According to a 2013 Pew Internet report, 69% of U.S. adults track one or more health indicators (e.g. weight, exercise, or diet). Adults are more likely to track health indicators if they have one or more chronic health conditions. People have different ways of tracking these conditions—49% of adults reported tracking their health mentally, 34% reported tracking their health on paper, and 21% reported using technology to track their health.

What’s more, 63% of those who reported tracking their health also agreed with at least one statement of impact including: their tracking changed their approach to maintaining their (or someone else’s) health, caused them to ask their doctor questions or get a second opinion, and impacted a decision about treatment for a illness or condition.

Much like with Internet health information, personal tracking can provide individuals with knowledge about their health before they visit a health professional. The prevalence and impact of health tracking indicated in this report lead to several questions:

  • How can we help people become better at tracking their own health?
  • How can we develop tools to help people keep better track of their health?
  • How can we develop tools that not only track health but also provide analysis of the tracking results?
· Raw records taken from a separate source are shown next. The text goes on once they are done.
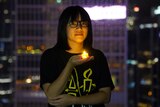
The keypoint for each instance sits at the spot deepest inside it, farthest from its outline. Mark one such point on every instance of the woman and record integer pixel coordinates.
(67, 78)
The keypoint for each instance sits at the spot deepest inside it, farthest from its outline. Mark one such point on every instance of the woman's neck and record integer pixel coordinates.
(76, 49)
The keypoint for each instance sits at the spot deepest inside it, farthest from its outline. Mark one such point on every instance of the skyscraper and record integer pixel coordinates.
(6, 54)
(36, 30)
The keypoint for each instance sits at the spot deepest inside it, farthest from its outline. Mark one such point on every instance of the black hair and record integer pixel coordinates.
(71, 13)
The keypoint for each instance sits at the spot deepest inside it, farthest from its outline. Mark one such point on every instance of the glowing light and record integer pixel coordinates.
(149, 93)
(84, 55)
(157, 11)
(3, 92)
(156, 60)
(106, 12)
(5, 80)
(28, 80)
(136, 9)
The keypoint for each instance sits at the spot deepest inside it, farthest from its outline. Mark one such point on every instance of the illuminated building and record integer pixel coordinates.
(6, 54)
(143, 57)
(36, 29)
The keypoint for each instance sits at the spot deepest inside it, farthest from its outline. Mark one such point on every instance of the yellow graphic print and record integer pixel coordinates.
(74, 88)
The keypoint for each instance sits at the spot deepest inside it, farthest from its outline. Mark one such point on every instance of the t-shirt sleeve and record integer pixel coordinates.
(105, 75)
(47, 68)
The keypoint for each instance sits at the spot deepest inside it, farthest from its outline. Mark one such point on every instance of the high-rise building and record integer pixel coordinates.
(36, 29)
(143, 57)
(6, 54)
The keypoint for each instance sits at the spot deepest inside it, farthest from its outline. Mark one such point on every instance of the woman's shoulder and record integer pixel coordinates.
(96, 51)
(50, 51)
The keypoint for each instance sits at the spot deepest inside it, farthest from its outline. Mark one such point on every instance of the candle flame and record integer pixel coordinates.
(84, 55)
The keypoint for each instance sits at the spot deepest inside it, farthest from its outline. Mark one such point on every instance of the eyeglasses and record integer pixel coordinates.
(74, 24)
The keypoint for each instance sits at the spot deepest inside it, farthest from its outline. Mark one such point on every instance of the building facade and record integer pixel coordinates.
(36, 29)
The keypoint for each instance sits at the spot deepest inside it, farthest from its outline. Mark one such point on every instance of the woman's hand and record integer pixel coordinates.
(78, 60)
(62, 100)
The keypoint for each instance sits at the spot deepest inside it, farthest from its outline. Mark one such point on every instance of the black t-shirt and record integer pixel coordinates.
(86, 79)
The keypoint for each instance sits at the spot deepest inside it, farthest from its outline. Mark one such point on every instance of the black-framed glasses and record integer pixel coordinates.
(74, 24)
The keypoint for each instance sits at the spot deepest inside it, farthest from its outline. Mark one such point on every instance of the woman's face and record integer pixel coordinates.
(77, 31)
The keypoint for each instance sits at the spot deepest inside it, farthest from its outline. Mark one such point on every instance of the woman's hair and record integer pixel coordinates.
(70, 14)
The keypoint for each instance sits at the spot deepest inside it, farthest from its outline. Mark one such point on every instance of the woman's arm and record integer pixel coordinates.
(57, 87)
(101, 97)
(53, 89)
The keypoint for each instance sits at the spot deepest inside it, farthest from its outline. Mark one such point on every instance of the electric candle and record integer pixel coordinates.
(84, 55)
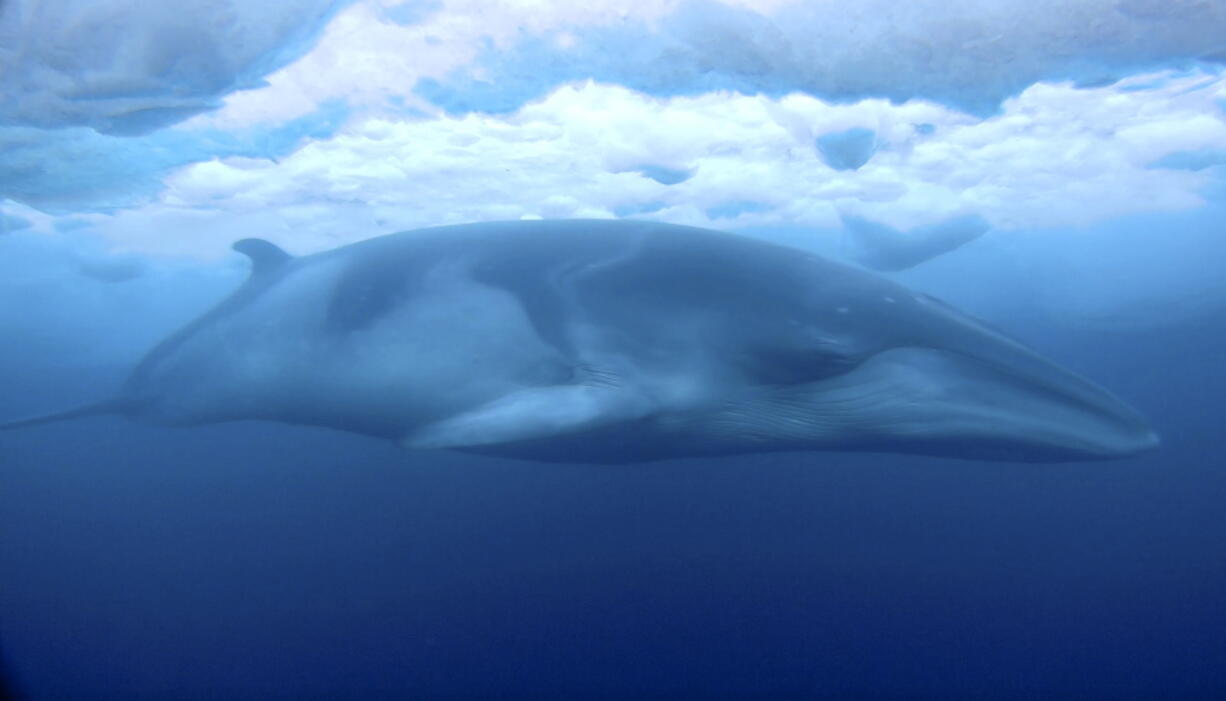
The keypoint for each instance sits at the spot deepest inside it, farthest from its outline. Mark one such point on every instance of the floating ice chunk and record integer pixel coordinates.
(666, 175)
(847, 150)
(128, 68)
(884, 248)
(12, 223)
(1192, 159)
(112, 267)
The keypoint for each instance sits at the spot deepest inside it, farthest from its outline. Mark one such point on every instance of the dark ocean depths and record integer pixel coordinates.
(260, 561)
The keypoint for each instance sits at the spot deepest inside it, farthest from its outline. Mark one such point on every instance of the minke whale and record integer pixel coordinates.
(614, 342)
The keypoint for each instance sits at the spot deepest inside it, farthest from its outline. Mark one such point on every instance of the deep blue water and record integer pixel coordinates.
(259, 560)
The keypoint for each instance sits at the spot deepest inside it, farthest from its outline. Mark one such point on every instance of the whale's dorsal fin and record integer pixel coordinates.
(265, 256)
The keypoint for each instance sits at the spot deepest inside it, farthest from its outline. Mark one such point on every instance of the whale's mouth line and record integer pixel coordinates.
(1031, 412)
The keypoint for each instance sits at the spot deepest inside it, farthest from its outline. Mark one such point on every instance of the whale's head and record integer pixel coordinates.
(900, 371)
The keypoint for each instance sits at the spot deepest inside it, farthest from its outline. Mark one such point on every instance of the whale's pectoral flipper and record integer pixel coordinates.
(118, 406)
(597, 401)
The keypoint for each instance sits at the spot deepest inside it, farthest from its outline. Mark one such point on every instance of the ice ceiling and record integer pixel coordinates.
(173, 129)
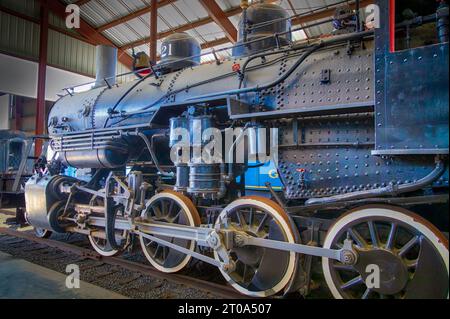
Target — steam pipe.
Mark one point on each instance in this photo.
(388, 190)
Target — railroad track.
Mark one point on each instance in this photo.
(215, 289)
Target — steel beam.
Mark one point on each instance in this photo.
(153, 31)
(89, 32)
(182, 28)
(42, 75)
(326, 13)
(220, 18)
(52, 27)
(131, 16)
(18, 113)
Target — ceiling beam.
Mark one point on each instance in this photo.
(51, 27)
(326, 13)
(81, 2)
(181, 28)
(89, 32)
(131, 16)
(220, 18)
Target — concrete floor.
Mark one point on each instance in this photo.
(20, 279)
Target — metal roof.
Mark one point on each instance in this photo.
(179, 13)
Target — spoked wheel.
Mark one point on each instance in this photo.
(259, 272)
(409, 254)
(42, 233)
(174, 208)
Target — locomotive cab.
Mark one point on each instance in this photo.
(354, 124)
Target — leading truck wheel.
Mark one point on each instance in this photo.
(400, 255)
(169, 207)
(42, 233)
(259, 272)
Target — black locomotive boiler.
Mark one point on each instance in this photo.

Access to technology can help individuals track their health, according to the same Pew Internet report one in five smartphone owners has a health app, but it’s not the only important piece to effective health monitoring. Providing people with the knowledge of what aspects of their health are most important to track and the skills to track those aspects with consistency is another key piece to the puzzle.

Health Ownership

Tools like the Internet allow individuals to find health information on their own and tools like health trackers empower individuals to monitor their own health. While online information and health trackers abound, the challenge with these tools is their usability and accessibility. The usability of these tools not only depends on the tools themselves but on individual’s skills and confidence in using the tools. The accessibility of the tools is about how an individual is going to find the tools when there is so much information online and so many different ways of tracking health.

As we look forward to improving public health, it may be worth shifting our focus from pushing information about specific conditions and actions to teaching skills that help individuals effectively find health information on any condition and track their health on their own.  It’s not enough to just push the facts, we need to empower individuals with health knowledge and skills so they can take ownership of their health.